# Extracting Private Keys in Diffie Hellman

I know that the security of Diffie Hellman Key Exchange depends upon the discrete logarithm problem, but is it possible to extract the private keys if we know more? Say that in addition to modulus ($q$), primitive root ($g$) and public keys of Alice and Bob ($g^a$ and $g^b$ respectively), if we knew the calculated key ($g^{ab}$) as well, will it be possible to extract individual keys of Alice and Bob ($a$ and $b$) without using a brute force method? I know it sounds silly and serves no practical purpose at all, but the question was bugging me.

Thanks,

Edit: Added $g$ and other variables for clarity.
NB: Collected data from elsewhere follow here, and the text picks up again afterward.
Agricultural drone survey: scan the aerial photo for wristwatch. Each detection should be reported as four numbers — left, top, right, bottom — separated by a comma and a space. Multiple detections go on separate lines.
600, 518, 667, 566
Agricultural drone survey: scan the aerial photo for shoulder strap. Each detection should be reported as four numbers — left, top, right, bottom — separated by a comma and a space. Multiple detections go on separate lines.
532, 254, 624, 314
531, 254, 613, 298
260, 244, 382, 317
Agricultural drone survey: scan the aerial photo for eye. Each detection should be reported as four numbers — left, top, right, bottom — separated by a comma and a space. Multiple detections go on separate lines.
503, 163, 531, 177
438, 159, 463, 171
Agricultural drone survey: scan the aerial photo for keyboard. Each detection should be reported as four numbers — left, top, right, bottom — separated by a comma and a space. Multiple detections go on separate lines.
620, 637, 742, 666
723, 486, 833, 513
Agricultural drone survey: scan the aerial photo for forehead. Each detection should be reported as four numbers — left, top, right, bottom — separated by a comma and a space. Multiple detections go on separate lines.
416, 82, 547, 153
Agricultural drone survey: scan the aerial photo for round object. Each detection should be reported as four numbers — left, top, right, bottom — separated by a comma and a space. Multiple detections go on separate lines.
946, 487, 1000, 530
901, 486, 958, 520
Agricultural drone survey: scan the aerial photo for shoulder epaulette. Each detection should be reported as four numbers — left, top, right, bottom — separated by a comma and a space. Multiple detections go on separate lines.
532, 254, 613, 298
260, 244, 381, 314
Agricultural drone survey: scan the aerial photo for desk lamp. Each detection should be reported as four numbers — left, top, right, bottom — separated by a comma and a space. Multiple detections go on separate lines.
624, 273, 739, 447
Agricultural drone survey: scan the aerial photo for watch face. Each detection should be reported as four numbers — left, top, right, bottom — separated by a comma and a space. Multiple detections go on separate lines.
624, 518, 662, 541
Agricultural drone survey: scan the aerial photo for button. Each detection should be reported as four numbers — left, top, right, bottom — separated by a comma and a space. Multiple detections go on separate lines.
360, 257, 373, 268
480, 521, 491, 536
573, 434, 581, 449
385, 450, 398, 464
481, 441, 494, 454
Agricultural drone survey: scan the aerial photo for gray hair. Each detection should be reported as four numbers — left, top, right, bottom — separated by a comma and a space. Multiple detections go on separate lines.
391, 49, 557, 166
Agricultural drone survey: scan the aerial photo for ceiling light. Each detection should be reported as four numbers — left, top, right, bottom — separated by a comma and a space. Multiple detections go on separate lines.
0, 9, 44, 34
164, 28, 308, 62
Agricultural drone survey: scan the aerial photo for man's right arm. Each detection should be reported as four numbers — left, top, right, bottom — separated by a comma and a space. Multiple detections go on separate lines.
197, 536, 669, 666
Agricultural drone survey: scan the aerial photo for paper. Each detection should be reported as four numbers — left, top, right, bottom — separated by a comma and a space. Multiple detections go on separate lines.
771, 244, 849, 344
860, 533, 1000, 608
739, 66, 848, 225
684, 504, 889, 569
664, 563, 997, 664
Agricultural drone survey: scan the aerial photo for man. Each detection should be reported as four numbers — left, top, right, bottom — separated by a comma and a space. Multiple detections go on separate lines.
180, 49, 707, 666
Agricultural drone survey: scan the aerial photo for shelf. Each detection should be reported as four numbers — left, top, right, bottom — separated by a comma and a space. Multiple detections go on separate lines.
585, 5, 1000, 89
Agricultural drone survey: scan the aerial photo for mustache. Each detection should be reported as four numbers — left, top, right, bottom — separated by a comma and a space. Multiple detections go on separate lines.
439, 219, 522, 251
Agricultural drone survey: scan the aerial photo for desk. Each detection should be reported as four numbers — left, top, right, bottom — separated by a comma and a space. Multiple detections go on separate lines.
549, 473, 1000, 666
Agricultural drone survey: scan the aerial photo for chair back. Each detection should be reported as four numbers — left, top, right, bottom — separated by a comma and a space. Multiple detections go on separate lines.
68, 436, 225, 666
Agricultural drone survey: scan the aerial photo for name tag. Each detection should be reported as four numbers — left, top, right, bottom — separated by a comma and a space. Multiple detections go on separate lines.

• What do you mean by the individual keys of Alice and Bob? They both share the same key after executing the protocol. Mar 13, 2017 at 21:53
• I think he means their private exponents. The question is still unclear though, what do you mean by calculated key? $g^{ab}$ where $a$ and $b$ are the private keys and $g$ is the generator (primitive root)? Mar 13, 2017 at 21:55
• exactly that, sorry for being not clear Mar 13, 2017 at 22:05
• Heh, it would be something if one party could calculate the private key of the other party by just establishing the shared secret :) Do you know that there are DH/ECDH certificates out there? I'll wait for a nice algorithmic explanation from one of the math wizards out there though. Mar 13, 2017 at 22:08
• i know, i just try to find an answer to the simple version for no practical purposes whatsoever Mar 13, 2017 at 22:10

This is as hard as computing the discrete logarithm: Assume you have an algorithm $\mathcal{A}$ that given $g^a$, $g^b$ and $g^{ab}$ efficiently computes $a$ and $b$ for uniform $a$ and $b$. You can use this algorithm to compute discrete logarithms as follows: Given $h = g^a$, choose a uniform $b$, compute $g^b$ and $h^b = g^{ab}$. Now give $g^a$, $g^b$ and $g^{ab}$ to $\mathcal{A}$ to obtain $a$, the discrete logarithm of $h$.